PROVIDING CONTEXT is not a strong suit of the dominant media,* whether in the form of a few paragraphs recalling the background of events, a sidebar, or an entire article recalling the history of the public issues they report on. Context is often glaringly absent even in reports on the most complex and publicly-relevant events and issues.
Providing the context of the news is universally understood as a necessary component of the journalistic responsibility of truth-telling. The five Ws and the H (Who, What, Where, When, Why and How) can answer only the immediate questions media readers, viewers and listeners ask about an event, but cannot provide the history or background that can make it understandable. Context serves not only the individual need to understand the complex events and issues that at the personal level can make the difference between ignorance and knowledge; it is also crucial to the shaping of the informed public opinion crucial to the decision-making duty of citizens in a democracy.
The lessons every generation learns it also has to pass on to the next if only for the sake of developing the collective awareness a society needs to arrive at a consensus on the issues that concern it, and to move forward. While the responsibility of making sense of their experience and imparting the lessons they’ve learned from it is primarily that of the antecedents of the men and women upon whom the shaping of the future depends, in societies in crisis that duty is increasingly being neglected, as the stresses of living divide and even break up families, and arriving at any consensus on the meaning of the past becomes more and more difficult.
That burden is increasingly being thrust on the schools and the media, on which now depend the transmission of the knowledge and insights of past generations.
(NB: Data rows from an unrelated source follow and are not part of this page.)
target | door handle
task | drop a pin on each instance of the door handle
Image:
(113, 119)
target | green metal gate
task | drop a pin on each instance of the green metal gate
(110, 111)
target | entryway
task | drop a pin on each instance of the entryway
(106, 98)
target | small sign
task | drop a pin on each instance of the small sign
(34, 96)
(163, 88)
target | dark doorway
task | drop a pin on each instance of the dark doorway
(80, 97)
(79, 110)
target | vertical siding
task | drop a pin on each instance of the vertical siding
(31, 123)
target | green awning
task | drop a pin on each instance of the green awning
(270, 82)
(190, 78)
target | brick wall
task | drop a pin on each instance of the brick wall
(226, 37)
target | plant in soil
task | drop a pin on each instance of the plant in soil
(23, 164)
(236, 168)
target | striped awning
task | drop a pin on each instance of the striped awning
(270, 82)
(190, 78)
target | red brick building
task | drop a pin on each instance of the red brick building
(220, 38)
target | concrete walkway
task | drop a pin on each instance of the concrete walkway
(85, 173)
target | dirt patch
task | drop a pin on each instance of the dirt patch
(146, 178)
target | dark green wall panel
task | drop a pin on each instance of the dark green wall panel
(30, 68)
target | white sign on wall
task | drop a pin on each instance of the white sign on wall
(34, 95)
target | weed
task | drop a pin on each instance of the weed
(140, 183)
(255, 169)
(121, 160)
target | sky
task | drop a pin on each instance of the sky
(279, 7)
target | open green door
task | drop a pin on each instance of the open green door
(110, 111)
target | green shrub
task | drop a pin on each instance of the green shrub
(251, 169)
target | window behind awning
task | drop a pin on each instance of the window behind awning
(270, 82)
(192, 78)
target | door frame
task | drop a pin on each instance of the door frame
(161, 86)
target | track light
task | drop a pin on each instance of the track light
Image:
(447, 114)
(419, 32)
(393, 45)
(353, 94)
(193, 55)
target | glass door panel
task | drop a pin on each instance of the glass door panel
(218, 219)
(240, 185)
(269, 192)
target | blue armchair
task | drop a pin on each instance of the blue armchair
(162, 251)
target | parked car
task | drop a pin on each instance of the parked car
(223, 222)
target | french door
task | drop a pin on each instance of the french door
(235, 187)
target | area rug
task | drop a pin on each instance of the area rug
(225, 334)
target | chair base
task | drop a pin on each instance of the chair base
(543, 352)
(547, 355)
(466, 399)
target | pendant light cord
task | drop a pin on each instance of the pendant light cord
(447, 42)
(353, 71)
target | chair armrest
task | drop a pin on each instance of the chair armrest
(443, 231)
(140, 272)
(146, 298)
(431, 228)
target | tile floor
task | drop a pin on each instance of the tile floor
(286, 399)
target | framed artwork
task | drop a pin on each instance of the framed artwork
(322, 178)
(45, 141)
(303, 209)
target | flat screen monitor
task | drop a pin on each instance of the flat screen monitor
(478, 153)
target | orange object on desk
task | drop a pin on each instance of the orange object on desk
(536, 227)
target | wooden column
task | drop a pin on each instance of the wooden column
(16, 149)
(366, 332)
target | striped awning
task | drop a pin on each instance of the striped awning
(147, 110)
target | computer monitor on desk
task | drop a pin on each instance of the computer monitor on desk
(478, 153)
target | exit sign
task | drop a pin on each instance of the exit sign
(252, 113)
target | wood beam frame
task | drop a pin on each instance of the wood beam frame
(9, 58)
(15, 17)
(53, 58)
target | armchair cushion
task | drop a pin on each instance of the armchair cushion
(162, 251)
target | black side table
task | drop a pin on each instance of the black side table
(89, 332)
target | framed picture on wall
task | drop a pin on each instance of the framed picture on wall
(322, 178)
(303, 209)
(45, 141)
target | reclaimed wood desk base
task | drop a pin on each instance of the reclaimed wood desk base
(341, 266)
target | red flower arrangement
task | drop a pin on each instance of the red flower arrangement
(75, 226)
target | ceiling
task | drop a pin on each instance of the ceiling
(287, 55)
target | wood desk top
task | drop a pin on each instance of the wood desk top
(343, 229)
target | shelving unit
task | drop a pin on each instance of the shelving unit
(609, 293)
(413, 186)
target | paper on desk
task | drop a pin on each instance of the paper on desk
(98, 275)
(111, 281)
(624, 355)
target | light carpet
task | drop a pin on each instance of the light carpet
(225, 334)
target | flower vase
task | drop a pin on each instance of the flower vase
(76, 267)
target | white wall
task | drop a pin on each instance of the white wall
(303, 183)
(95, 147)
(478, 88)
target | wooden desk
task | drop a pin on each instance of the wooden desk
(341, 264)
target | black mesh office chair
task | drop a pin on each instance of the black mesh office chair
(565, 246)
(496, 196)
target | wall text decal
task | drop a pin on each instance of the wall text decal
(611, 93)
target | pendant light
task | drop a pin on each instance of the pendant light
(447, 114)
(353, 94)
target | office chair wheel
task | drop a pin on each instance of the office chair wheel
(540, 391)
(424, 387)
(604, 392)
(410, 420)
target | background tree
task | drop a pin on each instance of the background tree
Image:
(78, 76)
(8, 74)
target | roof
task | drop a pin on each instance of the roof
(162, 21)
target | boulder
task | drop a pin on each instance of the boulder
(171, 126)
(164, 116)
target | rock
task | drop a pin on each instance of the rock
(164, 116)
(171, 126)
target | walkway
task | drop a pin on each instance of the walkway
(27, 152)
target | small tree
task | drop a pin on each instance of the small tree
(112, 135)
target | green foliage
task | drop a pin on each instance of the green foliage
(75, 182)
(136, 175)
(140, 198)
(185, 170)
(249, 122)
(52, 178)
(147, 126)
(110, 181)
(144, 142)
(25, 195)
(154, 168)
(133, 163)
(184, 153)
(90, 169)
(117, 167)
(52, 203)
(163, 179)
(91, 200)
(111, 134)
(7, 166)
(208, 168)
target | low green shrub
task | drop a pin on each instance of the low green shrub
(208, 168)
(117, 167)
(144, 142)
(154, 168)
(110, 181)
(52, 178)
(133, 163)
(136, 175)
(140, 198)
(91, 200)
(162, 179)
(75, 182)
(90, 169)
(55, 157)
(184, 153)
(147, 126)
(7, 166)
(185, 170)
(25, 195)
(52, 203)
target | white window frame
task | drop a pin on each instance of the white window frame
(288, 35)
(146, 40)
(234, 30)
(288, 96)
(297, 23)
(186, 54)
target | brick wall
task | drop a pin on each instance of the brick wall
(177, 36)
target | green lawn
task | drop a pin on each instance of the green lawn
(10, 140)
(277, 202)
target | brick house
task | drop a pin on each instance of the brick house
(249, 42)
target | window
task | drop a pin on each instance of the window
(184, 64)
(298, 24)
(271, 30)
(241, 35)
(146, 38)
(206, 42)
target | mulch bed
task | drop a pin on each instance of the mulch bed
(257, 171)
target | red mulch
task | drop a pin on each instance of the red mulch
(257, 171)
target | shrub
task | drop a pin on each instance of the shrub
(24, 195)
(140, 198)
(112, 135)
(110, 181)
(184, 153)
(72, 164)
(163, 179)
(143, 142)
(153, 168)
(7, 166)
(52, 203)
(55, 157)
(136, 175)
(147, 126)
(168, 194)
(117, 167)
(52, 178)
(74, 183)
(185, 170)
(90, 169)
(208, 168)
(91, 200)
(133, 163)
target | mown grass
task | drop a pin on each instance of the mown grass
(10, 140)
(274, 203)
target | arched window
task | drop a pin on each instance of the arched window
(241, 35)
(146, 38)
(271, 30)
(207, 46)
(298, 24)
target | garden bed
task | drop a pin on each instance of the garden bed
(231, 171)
The failure of both institutions—the schools are arguably even more deficient in imparting the lessons of history to the children and youth under their tutelage—has resulted in the making of a population largely ignorant of the lessons the experience of past generations can teach. No issue is ever really settled in the Philippine public sphere: in what is supposed to be a democracy, practically the same arguments raised years earlier are raised for or against public policy. But what‘s even worse is the lack of debate and discussion on matters of vital public interest.
Illustrative is the absence of public discussion over the Aquino administration policy of “inviting” US troops to use Philippine bases on a “temporary” basis. The terms in which the policy is being described and framed seek to avoid a clash with the Constitutional prohibition on foreign military bases and the presence of foreign troops in Philippine territory.
The linguistic legerdemain aside—the “invitation” is being issued in the context of the US “pivot” to Asia, while the supposedly temporary presence of US troops has been going on for well over a decade—the policy has vast implications on Philippine sovereignty, politics and society. Despite its expected and other possible impacts, when it was first proposed the dominant press provided neither the historical nor current context that would have provoked public debate on the basis of the lessons the country learned from the 90 years during which foreign troops were based in several US military installations in the Philippines.
Only in the past few days has some of these implications found space in one broadsheet. In an attempt to put in context the refusal of the Senate to approve a treaty extending the lease on US bases in 1990, and to provide a background on the deployment of US troops in Philippine bases, the Philippine Daily Inquirer looked into the possible resurgence of prostitution in and around the “facilities” where US troops would be based. The networks have so far not bothered to recall history and the lessons citizens may learn from it.
While some senators are likely to question the constitutionality of the Aquino administration “invitation” to US troops and its coyly deceptive description of their presence in Philippine territory as “temporary,” most citizens are likely to ask what the fuss is all about. It’s not a Senate debate over the Aquino policy that’s the danger, but the lack of public discussion over an issue that can have far-reaching consequences on Filipino lives. For that appalling state much of the blame must be laid on the dominant media.###
*Mislabeled the mainstream, corporate media dominate the Philippine press and media landscape in terms of size and reach, but it is the alternative press, with its over a hundred years of history and relevance—from La Solidaridad, Kalayaan and El Renacimiento to We Forum, Veritas and Bulatlat– that constitutes the mainstream tradition in Philippine media.